【−1】そういう運命

この作品をマイナス評価とした理由はただ一点、体験者の解釈である。
もしこの大会の趣旨として“実話を元にした(創作的)作品”が認められるのであれば、間違いなくこの作品に対して高評価を下すだろう。
しかし、この大会で求められているのは“実話”であって、整合性のない心霊的解釈や根拠のない憶測の域の内容を書き表し、それが作品の肝となることは主旨から外れるということにしたいと思う。
この作品の場合、この解釈の部分において体験者の主張を補強する客観的な証拠が全く提示されていない。
我が子と目撃した少女の霊が“ダブって見える”とあるが、容姿や仕草の点で似ているとあればまだ得心がいくが、それがなければ体験者の主観的な思い込みの域を出ないだろう。
さらに論理が飛躍し、少女の霊が“妻の生霊の成長過程”であると思い至るプロセスはまさに独断と偏見以外の何ものでもなく、これで読み手に納得せよと突きつけられても途方に暮れるだけである。
「体験者が思ったり感じたことだから“あったること”として良いのではないか」という意見もあるかもしれない。

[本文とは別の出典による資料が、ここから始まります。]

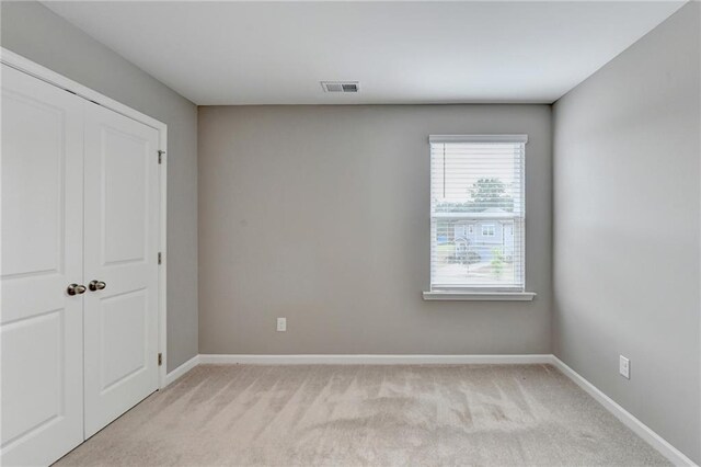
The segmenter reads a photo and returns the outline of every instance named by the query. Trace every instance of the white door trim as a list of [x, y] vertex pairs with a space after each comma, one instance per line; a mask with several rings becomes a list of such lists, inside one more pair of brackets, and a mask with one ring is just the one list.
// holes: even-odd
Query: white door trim
[[57, 88], [69, 91], [80, 98], [88, 101], [92, 101], [103, 107], [110, 109], [131, 119], [140, 122], [152, 128], [156, 128], [159, 133], [159, 149], [163, 151], [162, 163], [160, 164], [160, 185], [161, 185], [161, 219], [160, 219], [160, 251], [162, 252], [162, 263], [159, 269], [159, 305], [158, 305], [158, 350], [163, 356], [161, 366], [159, 367], [159, 388], [165, 387], [165, 368], [168, 367], [168, 327], [166, 327], [166, 270], [168, 270], [168, 252], [166, 252], [166, 226], [168, 226], [168, 126], [163, 122], [159, 122], [139, 111], [136, 111], [127, 105], [124, 105], [114, 99], [107, 98], [97, 91], [94, 91], [88, 87], [80, 84], [62, 75], [49, 70], [48, 68], [36, 64], [14, 52], [8, 50], [4, 47], [0, 47], [0, 62], [8, 65], [16, 70], [25, 72], [34, 78], [41, 79]]

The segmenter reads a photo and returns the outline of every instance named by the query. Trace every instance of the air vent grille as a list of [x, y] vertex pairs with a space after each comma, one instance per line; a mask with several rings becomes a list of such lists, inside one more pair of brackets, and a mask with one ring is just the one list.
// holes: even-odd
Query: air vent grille
[[325, 92], [358, 92], [360, 90], [358, 81], [321, 81], [321, 87]]

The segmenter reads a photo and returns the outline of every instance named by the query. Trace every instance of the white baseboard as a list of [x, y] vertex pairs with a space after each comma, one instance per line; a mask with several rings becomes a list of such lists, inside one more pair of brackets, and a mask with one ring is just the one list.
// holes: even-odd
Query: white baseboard
[[161, 389], [172, 384], [175, 379], [180, 378], [181, 376], [183, 376], [185, 373], [189, 372], [197, 365], [199, 365], [199, 355], [193, 356], [187, 362], [183, 363], [177, 368], [166, 374], [165, 380], [163, 381], [163, 386], [161, 387]]
[[683, 455], [679, 449], [669, 444], [664, 437], [655, 433], [645, 423], [637, 420], [632, 413], [619, 406], [613, 399], [601, 392], [596, 386], [586, 380], [577, 372], [568, 367], [563, 361], [555, 355], [551, 355], [552, 364], [560, 369], [565, 376], [572, 379], [577, 386], [584, 389], [597, 402], [604, 406], [625, 426], [631, 429], [636, 435], [642, 437], [647, 444], [653, 446], [663, 456], [667, 457], [677, 466], [694, 466], [696, 464]]
[[199, 363], [254, 365], [440, 365], [552, 363], [550, 354], [533, 355], [199, 355]]

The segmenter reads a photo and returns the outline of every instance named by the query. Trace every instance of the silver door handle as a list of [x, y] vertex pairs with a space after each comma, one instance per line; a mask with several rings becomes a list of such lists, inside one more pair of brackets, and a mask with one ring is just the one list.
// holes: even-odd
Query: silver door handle
[[90, 284], [88, 284], [88, 287], [90, 287], [90, 289], [92, 292], [95, 291], [102, 291], [103, 288], [105, 288], [107, 286], [107, 284], [105, 284], [102, 281], [90, 281]]
[[85, 293], [85, 286], [80, 284], [70, 284], [66, 289], [68, 295], [80, 295]]

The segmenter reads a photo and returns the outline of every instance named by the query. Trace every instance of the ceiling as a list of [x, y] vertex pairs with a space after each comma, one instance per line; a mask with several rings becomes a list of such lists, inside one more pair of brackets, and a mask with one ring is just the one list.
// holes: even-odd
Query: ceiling
[[682, 4], [45, 2], [199, 105], [551, 103]]

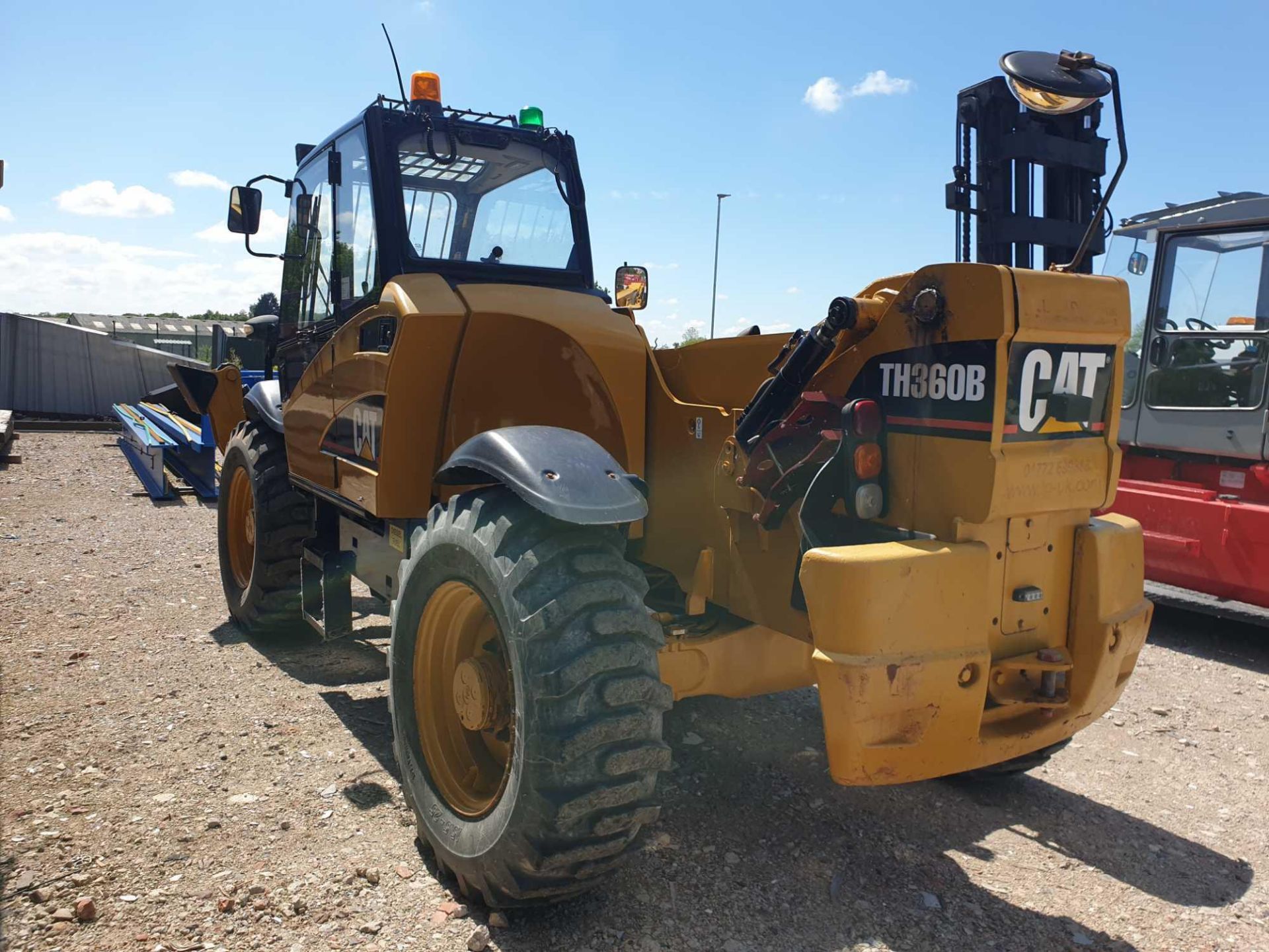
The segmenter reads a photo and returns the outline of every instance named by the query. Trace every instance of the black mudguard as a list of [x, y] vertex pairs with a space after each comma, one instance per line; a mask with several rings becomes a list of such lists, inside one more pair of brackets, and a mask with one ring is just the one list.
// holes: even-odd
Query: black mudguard
[[437, 482], [500, 482], [534, 509], [577, 526], [612, 526], [647, 515], [642, 480], [590, 437], [560, 426], [504, 426], [468, 439]]
[[274, 433], [282, 433], [282, 385], [275, 380], [263, 380], [244, 397], [255, 415]]

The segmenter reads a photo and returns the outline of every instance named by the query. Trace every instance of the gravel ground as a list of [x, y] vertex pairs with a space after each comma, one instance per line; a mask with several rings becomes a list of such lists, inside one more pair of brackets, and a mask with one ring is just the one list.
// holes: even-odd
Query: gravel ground
[[461, 951], [486, 924], [490, 948], [525, 952], [1269, 949], [1269, 633], [1160, 612], [1119, 706], [990, 786], [835, 786], [813, 691], [684, 702], [646, 847], [599, 892], [490, 923], [415, 844], [386, 617], [330, 645], [246, 641], [214, 508], [133, 495], [104, 434], [18, 449], [0, 470], [14, 952]]

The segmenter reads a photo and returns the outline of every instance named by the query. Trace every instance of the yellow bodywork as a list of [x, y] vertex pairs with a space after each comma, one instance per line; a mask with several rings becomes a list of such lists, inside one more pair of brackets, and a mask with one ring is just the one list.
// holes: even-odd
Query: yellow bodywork
[[[914, 319], [923, 288], [939, 291], [945, 320]], [[962, 343], [994, 367], [990, 419], [896, 425], [887, 438], [881, 522], [919, 539], [802, 553], [796, 509], [779, 529], [755, 522], [761, 500], [737, 485], [746, 458], [733, 432], [786, 335], [652, 350], [598, 297], [430, 274], [387, 283], [311, 360], [284, 406], [291, 468], [369, 517], [411, 520], [454, 491], [433, 473], [476, 433], [586, 433], [650, 486], [629, 556], [673, 575], [689, 614], [730, 619], [699, 636], [670, 626], [661, 675], [676, 698], [817, 683], [840, 783], [935, 777], [1062, 740], [1114, 703], [1150, 622], [1140, 527], [1091, 518], [1118, 479], [1127, 289], [945, 264], [857, 300], [857, 326], [808, 390], [845, 396], [887, 354]], [[390, 353], [359, 350], [362, 326], [381, 317], [396, 320]], [[1008, 368], [1028, 343], [1109, 354], [1105, 419], [1016, 439]], [[373, 452], [331, 453], [334, 421], [379, 399]], [[791, 598], [798, 583], [805, 611]], [[1016, 599], [1030, 589], [1039, 595]], [[1062, 689], [1038, 699], [1043, 678]]]

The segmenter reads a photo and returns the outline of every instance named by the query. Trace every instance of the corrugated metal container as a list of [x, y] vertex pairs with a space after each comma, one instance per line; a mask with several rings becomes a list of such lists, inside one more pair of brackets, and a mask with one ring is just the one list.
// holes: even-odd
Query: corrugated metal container
[[109, 416], [112, 404], [171, 383], [169, 363], [206, 366], [102, 331], [0, 314], [0, 407], [8, 410]]

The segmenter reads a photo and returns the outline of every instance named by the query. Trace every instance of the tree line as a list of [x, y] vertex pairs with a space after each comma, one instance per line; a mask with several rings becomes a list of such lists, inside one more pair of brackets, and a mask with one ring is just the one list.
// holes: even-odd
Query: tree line
[[[227, 324], [230, 321], [245, 321], [250, 317], [255, 317], [261, 314], [278, 314], [278, 296], [272, 291], [265, 291], [260, 297], [256, 298], [255, 303], [250, 307], [245, 307], [241, 311], [235, 311], [232, 314], [225, 311], [212, 311], [207, 310], [202, 314], [176, 314], [175, 311], [164, 311], [161, 314], [155, 314], [152, 311], [146, 311], [145, 314], [136, 315], [137, 317], [148, 317], [156, 321], [175, 321], [175, 320], [194, 320], [194, 321], [211, 321], [212, 324]], [[61, 317], [63, 320], [70, 320], [70, 311], [41, 311], [39, 317]]]

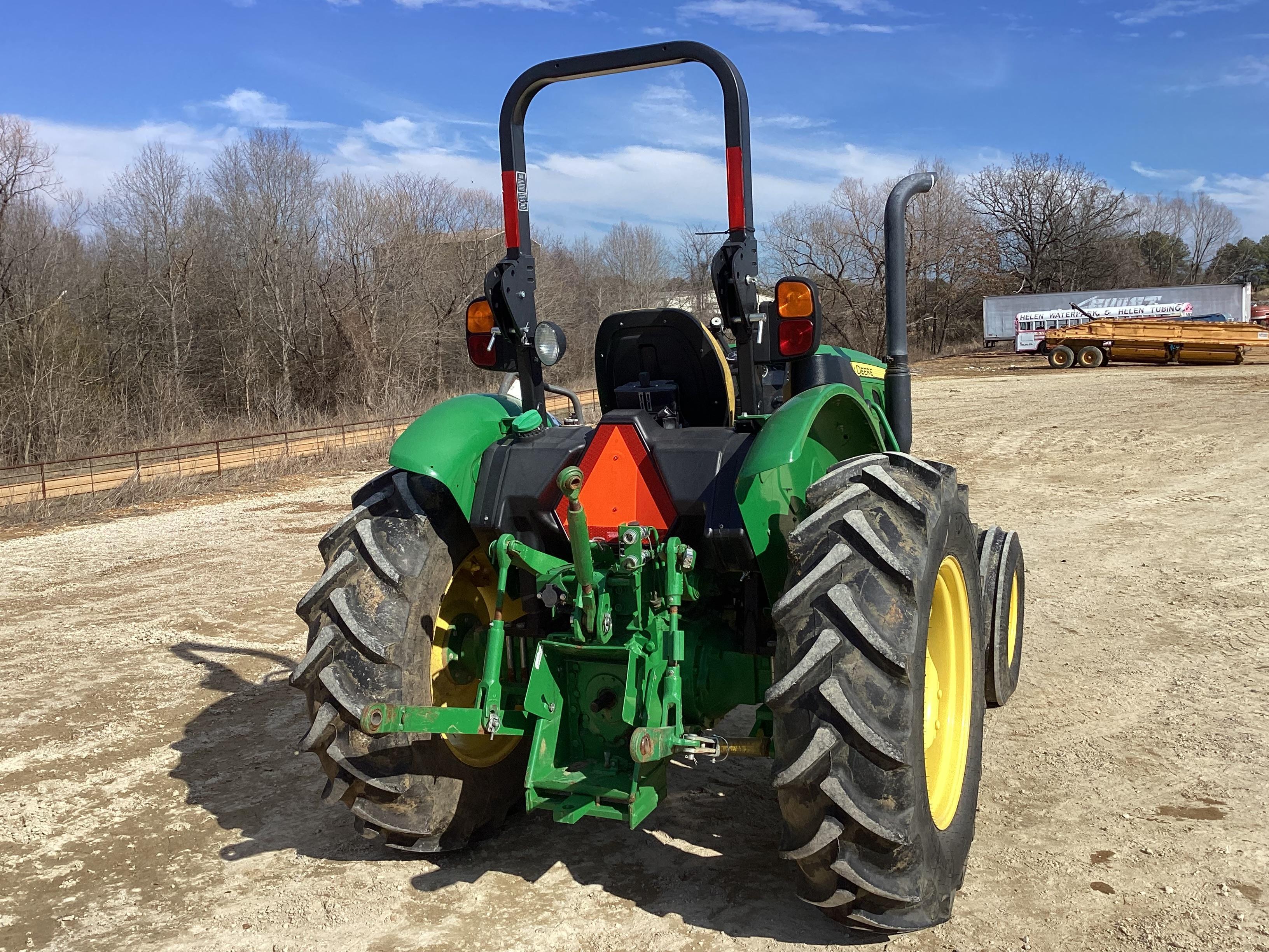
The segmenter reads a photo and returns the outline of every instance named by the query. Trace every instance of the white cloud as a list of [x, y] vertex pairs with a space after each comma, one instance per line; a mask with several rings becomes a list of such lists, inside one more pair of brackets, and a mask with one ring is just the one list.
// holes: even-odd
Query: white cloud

だがそれを言い出すと、原因が判然としない現象の全てを“霊の仕業”と主張する電波な話が横行するだけである。
この作品も解釈が“いい話”に終わっている分、印象がよいだけであって、突き詰めれば“ぶっ飛んだ”解釈を堂々と出していることには変わりないところである。
“実話怪談”は記録であり、発生した現象に関する情報の範囲内での解釈は許容できるが、それを逸脱することは“あったること”そのものの信憑性をも揺るがしかねない事態となりうるのである。
ただこの解釈が興味深いものであるのは確かであり、これを補強するだけの情報を作品内で断片でも提示してもらえば評価は全く変わったものになっていたと思う。
おそらく体験者がこの解釈に至ったのは、我々読者に提示されていないところで“何か”を感じたからであり、単なる電波な思い込みによるものではないと推測する故に、残念と言うしかない。